Kızıllar Arasında SULTAN GALİYEV

|

Bir zamanlar Rus elçileri Osmanlı sarayından gelen ret cevabını bile öper başlarına koyar, adeta çalar oynarlar. Bir insan talebi geri çevrilince niye sevinir? Zira bir vezirle görüşmek onlara yeter de artar. Normalde kaale bile alınmaz, “git derdini Kırım Hanı’na anlat” buyururlar. Hani büyük firmaların “distribütörümle muhatap ol” dedikleri hesap.

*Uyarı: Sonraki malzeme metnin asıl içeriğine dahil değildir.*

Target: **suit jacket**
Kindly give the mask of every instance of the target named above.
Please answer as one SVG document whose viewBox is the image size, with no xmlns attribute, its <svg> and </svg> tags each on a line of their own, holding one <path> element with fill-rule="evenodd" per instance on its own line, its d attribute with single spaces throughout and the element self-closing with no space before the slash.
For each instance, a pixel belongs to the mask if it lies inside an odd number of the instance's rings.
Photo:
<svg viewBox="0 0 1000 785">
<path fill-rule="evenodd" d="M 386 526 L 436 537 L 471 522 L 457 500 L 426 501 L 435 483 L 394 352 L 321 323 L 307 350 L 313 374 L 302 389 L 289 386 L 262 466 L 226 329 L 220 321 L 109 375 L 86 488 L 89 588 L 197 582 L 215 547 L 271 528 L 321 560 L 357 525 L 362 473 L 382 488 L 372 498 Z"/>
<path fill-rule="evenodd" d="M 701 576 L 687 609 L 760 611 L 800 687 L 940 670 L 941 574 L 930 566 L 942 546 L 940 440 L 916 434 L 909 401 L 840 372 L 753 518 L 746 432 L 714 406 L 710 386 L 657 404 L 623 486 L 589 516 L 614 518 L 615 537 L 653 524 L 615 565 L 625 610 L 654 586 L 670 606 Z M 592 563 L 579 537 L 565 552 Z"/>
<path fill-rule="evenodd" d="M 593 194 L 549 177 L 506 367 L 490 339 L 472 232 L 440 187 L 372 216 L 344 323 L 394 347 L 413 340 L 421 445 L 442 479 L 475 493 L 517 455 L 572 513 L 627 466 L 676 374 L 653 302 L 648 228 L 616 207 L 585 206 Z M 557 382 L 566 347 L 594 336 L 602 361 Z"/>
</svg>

Amerikalılar ise Cezayir Dayısı ile yüzgöz edilir, ona haraç vermeden Akdeniz’de gemi dolandıramazlar. Keyif dayınındır, isterse “he” der, dilerse “yasak!”

Gün olur, devran döner, İvanlar, Conyler sömürüyle güçlenir, Türkler Anadolu’ya kısılıp kalırlar. Asyalı soydaşlarımız da zordadır, zamanında Çar’a hesap soran Tatarlar, adam yerine konmazlar.

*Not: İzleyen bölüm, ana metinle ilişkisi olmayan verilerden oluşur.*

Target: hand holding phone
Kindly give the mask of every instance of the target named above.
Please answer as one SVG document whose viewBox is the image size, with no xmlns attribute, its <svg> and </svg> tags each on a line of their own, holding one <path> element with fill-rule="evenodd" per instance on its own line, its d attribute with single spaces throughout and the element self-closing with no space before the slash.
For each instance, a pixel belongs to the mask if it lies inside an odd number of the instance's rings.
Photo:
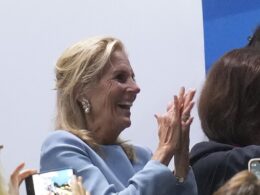
<svg viewBox="0 0 260 195">
<path fill-rule="evenodd" d="M 19 195 L 20 184 L 30 175 L 37 173 L 35 169 L 26 169 L 22 170 L 25 166 L 25 163 L 19 164 L 13 173 L 10 176 L 9 181 L 9 194 L 10 195 Z"/>
</svg>

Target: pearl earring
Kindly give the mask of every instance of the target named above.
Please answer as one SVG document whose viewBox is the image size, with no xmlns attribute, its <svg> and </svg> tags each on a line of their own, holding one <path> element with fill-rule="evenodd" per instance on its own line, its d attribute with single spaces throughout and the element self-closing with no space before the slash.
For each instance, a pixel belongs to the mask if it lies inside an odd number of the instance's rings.
<svg viewBox="0 0 260 195">
<path fill-rule="evenodd" d="M 90 107 L 91 107 L 89 101 L 86 98 L 83 98 L 81 104 L 82 104 L 82 108 L 84 109 L 85 113 L 89 114 Z"/>
</svg>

Ruslar, Volga, Kama, Sesma Nehirlerinin suladığı mümbit toprakları Müslümanların elinden alır (16’ıncı yy), asillere dağıtırlar. Sadece Kazan Piskoposuna 400 köy düşer, burada göçebe Rusları çalıştırır, ekseriyeti ele geçirmeye çalışırlar. Hele Deli Petro ne kadar işsiz güçsüz varsa Tataristan’a yığar. Dağdan gelen bağdakini kovar, Kazan’daki 536 camiden, 418’ini yıkar (ki bu camileri çok sanatlıdırlar) taşlarını kilise inşaatlarında kullanırlar. İsyanlar isyanları izler, garipler ata topraklarında devlet kuracakları günün hayaliyle yaşarlar.

Ceditçi fitnesi
Topraklarını kaybeden Tatarlar mecburen sanayi ve ticarete atılır ve parayı bulurlar. Çocuklarını Buhara medreselerine yollar, iyi yetişmelerini sağlarlar. Ancak geçtiğimiz asırda aralarından çatlak sesler çıkmaya başlar. Ceditçi (yenilikçi) denilen güruh “Asya arabasından inelim, Avrupa makinesine binelim” diye yırtınırlar. Herkesin “tefsir ve ictihad yapmasını” arzular, “reformist” olduklarını saklamazlar. Durup dururken medreselilere saldırır, cephenin bölünmesine sebep olurlar.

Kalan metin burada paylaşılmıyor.